# Picture Testing



## Noel (5 May 2004)




----------



## Noel (5 May 2004)

Test 2


----------



## Noel (5 May 2004)




----------



## Noel (5 May 2004)

Have tried Pbase (thanks Adam) and from where I'm sitting can see all three images. Number 2 is the size to use.
Can others see the pictures?

Rgds

Noel


----------



## Alf (5 May 2004)

Noely":1h1oamfs said:


> Can others see the pictures?


Only after I'd viewed them via the url; subsequently they show up just fine. 

Cheers, Alf


----------



## Adam (5 May 2004)

Noely,

I can't see your images either, but can if I paste the URL directly into my web browser. There something slightly wrong about the URL's you are using to link to your images. I've been into pbase.com and had a look at your gallery and the first thing that strikes me as odd, is that I can't see any galleries at all in your section.

In mine, I have galleries like "WW", "Workshop" and "dust extration" etc.

Then, I upload photos into each of those sections.

Clicking on each image within them, should bring them up as completly unique image number e.g.


```
http://www.pbase.com/image/28442039
```

Now if you want to pass a link to the entire directory that the image is in, you need the actual URL of the direction e.g.


```
http://www.pbase.com/asleitch/ww
```

This is what you give people to let them see you albums.

If you try and direct link to an image using this (e.g. to add a picture within uk_workshop)


```
http://www.pbase.com/image/28442039
```
 - it doesn't work - you need to add a .jpg to the image on it's own. The link will however let people see it if they add it to their web browser.

e.g.


```
http://www.pbase.com/image/28442039.jpg
```

Now pbase is nice, 'cos it creates small, medium, large and holds the original image provided the original was sufficiently hhigh resolution. This is great for this site, as you can link to larger images, having let pbase.com do the work for you - creating the smaller files.
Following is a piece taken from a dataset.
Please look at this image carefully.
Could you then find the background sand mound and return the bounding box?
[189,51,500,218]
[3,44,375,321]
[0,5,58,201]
To access the different sizes - they are listed as below


```
http://www.pbase.com/image/28442039/original.jpg
```


```
http://www.pbase.com/image/28442039/large.jpg
```


```
http://www.pbase.com/image/28442039/medium.jpg
```


```
http://www.pbase.com/image/28442039/small.jpg
```

To get the individual files, I normally click on "edit this gallery" - then the page it takes you allows you to scrolll down and select either small, medium or large - when posting some of my long linkes, I manually change medium /large/small as it's quicker than going back just to get a different URL.


Comparing your URL to mine shows that you haven't got something quite right.... Yours....

```
http://image.pbase.com/u44/noel157/small/28649499.IMG_0012.jpg
```
Mine....

```
http://www.pbase.com/image/28442039.jpg
```

The only reason I can think your URL is different is if you haven't created any directories, and all your images are still in you "inbox". I never use that function - I always create a directory and then upload into there. Don't forget for multiple images, if you zip them up - I create a a file called upload.zip normally, and then upload it as for an image - then pbase.com does an unzip at it's end.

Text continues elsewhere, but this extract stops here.